Monday, August 22, 2011

Immortality

On Friday, my mother ran for 16 miles. She is preparing for a marathon. My father and I rode bikes alongside her, and sometimes ahead of her. My mother is fighting off her age the same way that my father embraces it. My father was born 40 years old 45 years ago. My mother was a wild and passionate teenager, once and always. I don't know how old I am.

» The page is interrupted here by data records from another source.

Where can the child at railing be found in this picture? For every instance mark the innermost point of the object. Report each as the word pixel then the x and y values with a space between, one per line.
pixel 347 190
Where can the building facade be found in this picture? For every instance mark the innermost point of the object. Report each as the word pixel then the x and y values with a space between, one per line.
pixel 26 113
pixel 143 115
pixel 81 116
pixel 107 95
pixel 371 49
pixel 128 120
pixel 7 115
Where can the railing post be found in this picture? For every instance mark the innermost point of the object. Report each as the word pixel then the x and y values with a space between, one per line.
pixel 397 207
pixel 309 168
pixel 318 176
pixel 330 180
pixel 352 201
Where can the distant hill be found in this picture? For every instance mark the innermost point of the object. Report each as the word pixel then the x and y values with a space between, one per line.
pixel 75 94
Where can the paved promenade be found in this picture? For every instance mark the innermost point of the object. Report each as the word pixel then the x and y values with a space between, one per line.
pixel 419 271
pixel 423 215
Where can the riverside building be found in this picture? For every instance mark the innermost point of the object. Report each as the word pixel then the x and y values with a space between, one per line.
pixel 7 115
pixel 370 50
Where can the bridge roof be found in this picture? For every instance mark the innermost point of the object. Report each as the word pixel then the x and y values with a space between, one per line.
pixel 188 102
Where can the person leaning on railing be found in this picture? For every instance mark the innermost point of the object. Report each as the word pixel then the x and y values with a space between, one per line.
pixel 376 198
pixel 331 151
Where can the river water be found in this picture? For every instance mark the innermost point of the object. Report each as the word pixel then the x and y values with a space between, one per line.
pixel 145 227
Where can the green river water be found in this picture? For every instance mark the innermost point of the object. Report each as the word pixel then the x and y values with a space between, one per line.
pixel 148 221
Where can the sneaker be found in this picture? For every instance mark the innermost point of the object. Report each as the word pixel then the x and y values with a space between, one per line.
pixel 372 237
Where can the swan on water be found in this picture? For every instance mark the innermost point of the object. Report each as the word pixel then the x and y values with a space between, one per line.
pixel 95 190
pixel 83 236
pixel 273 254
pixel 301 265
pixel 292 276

The teenager ran. The 40 year old 45 year old and I rode ahead into the masonic graveyard where we stopped at three headstones. The first two were those of my great-grandmother, the one dead person I was the closest to, and her husband who even my grandfather barely remembers.

In my mind, my grandmother died very recently. But, the numbers on the headstone stated rather convincingly that she had died in 2007. Four years ago. So much has changed, but she has stayed the same. I graduated from college. One of her favorite great-grandchildren is now a mother at 17. I haven't seen that girl in four years.

The next headstone we visited was my aunt's. She died when she was two years old. My father rarely speaks of it. Once, when I was much younger, and my faith much simpler, I had said that I believed that faith could do anything. I said that, so long as a person believed strong enough and what they believed was in line with the will of God  they could cause anything to happen. My father said, "when you have seen a mother giving CPR to her two year old daughter in the front yard, and sitting at the side of a tiny hospital bed believing with all her heart that her child will live, only to bury her a week later, tell me that faith is enough." The tone in his voice is hard to describe. It was anger, and hurt, and fear, and sorrow. I have never heard it from him since. Maybe that's what ghosts are.

By the time we'd visited the three graves, my mother had passed us on the road. We caught up with her soon.

The night before, we had dinner at a chinese restaurant with my father's parents. We were talking about things that none of us can remember and my great-grandmother came up in conversation. Not directly, just mentioned offhandedly, as if she were still alive. Nothing to see here. No ghosts. No anger and hurt and fear and sorrow. Just a grandma and mother.

I think... I think that nobody really dies. People talk about our burial sites and what to do with our remains as if it even matters. As if graves become permanent homes, and where we scatter our ashes is where our soul will rest till kingdom come. I don't think so.

Graves are not where we spend our afterlife. My grandma's soul does not rest in the masonic graveyard. She lives in conversations at chinese restaurants, and in characters in books that remind me of her. She lives in memories of taco soup and CMT.

There are thousands of headstones in this city alone. A great deal of them are falling apart, unattended and untouched by anyone but the graveyard groundskeeper for decades. Does that mean that those people are truly gone? Their final resting place slowly crumbling around them? Slowly fading from existence? I don't want to believe that.

Perhaps I'm still young and my faith is still simple, but I want to say that immortality isn't found in a hunk of rock that will last longer than our grandchildren, or even in the memories we leave to our grandchildren. I want to say that immortality is something else, something mysterious. I want to say that it has something to do with love, and Christ, and healing. I want to say that immortality has something to do with the image of God, and living into our sainthood. I want to say that nobody really dies.

I want to say it all. I want to put a cork on this idea and call it over, but the thoughts are still brewing. I have no conclusions tonight.

Even now, my mother is sleeping. Tomorrow she will run again, preparing for her marathon. My Father is in Texas, acting his age in meeting after meeting. My great-grandmother is dead, and so is my aunt.

I am 22 years old, and I haven't any answers.